What are these tears, I ask her?

I’m afraid, she says.

Afraid of what, I ask her?

I’m afraid I will need someone. And I don’t want to need anyone. I don’t want to need anyone at all.

Why, dear?

Because, they will hurt me. They will trap me. I know they will. They will not let me go to what I love. They will not believe me. And without my permission they will decide what’s best for me. And I will be forced to do what they say. I will have no choice. I. Will. Have. No. Choice.

The words chock as they come out of her mouth. Tears are pouring down her face. She can not catch her breath. She can not stop this whirlwind inside of her. Even though we are just now meeting, I feel as though I have always known her. I hear her heart, past her words. It’s as if I can see the beats, each one slowly pulsing out of her with words written across them. They drift into her blood stream and flow through her body. Shame. Fear. Pain. Abandonment. Heartache. Love. Anger. Doubt. God. God. God. Her soul is begging for relief. She wants to be free, more than anything.

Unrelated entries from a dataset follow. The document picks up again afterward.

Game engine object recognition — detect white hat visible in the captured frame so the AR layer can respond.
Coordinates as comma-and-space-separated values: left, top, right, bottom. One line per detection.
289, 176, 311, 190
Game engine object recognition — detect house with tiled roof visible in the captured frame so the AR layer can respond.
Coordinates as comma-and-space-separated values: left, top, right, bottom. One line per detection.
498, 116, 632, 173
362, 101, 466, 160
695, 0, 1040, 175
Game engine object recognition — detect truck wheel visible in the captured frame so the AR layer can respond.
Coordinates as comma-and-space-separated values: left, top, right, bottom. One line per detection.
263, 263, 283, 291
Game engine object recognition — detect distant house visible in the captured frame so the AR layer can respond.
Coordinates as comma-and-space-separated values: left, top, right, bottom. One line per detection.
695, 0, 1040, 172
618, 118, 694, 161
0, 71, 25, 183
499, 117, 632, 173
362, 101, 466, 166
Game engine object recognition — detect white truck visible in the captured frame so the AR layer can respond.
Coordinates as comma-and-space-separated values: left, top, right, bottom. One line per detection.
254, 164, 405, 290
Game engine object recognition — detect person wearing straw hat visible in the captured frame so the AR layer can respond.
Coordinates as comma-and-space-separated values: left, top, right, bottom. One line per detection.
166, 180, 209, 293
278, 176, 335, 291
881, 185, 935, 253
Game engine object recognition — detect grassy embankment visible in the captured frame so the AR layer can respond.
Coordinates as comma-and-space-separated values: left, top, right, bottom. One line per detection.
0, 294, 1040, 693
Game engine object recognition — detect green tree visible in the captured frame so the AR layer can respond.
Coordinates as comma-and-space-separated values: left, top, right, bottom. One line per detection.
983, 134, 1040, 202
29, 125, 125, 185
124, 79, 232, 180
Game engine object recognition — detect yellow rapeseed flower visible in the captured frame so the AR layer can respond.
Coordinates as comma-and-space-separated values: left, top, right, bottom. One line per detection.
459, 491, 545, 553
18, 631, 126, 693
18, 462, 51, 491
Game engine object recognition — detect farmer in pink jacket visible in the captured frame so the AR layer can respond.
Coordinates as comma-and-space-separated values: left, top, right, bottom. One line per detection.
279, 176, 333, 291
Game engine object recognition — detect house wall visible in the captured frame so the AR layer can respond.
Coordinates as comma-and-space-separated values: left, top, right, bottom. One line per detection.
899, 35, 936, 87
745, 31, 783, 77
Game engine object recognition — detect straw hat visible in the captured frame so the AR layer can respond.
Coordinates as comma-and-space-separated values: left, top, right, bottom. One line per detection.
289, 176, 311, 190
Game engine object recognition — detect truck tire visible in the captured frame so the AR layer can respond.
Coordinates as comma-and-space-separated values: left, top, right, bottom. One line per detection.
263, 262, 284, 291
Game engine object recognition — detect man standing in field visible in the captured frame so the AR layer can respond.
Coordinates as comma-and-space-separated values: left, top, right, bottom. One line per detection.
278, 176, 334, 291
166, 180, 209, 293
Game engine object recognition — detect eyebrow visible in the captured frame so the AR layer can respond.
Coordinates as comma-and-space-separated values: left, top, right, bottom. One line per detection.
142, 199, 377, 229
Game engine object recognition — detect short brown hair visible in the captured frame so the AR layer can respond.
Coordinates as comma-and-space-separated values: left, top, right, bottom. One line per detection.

Her trap is that she believes she will need someone to help her be free and she can not need anyone. She is stuck in the hardest place of all, the place where freedom requires walking directly into the storm of fear, being utterly terrified, and still not knowing for sure if she will come out the other side. She can not choose. She can not do anything but freeze and hope it will lift.

I watch her. I listen. My heart feels the grief, deeply. And yet, there is a hope, a hope that floats down within me and I remember, Him. “There is One who has all power may you find Him now.” I hear the words from the old blue book, tucked away in my office. The one that has carried many a soul back from the gates of hell and into the “fourth dimension” of freedom. Without a sound, I begin to pray, inside of myself. The only words I seem to say are, “help us. Please help us.”

I know, after having walked this path with so many for so long, that there are those road blocks where only a true intervention from Him will save any of us. There is a place where all therapies fail, where all human power is completely useless. In this place we must run to the One. We must bury our faces in His arms and weep and weep and weep, until we have wept every single solitary tear we are holding within us. Then and only then will we be at the beginning of the road home.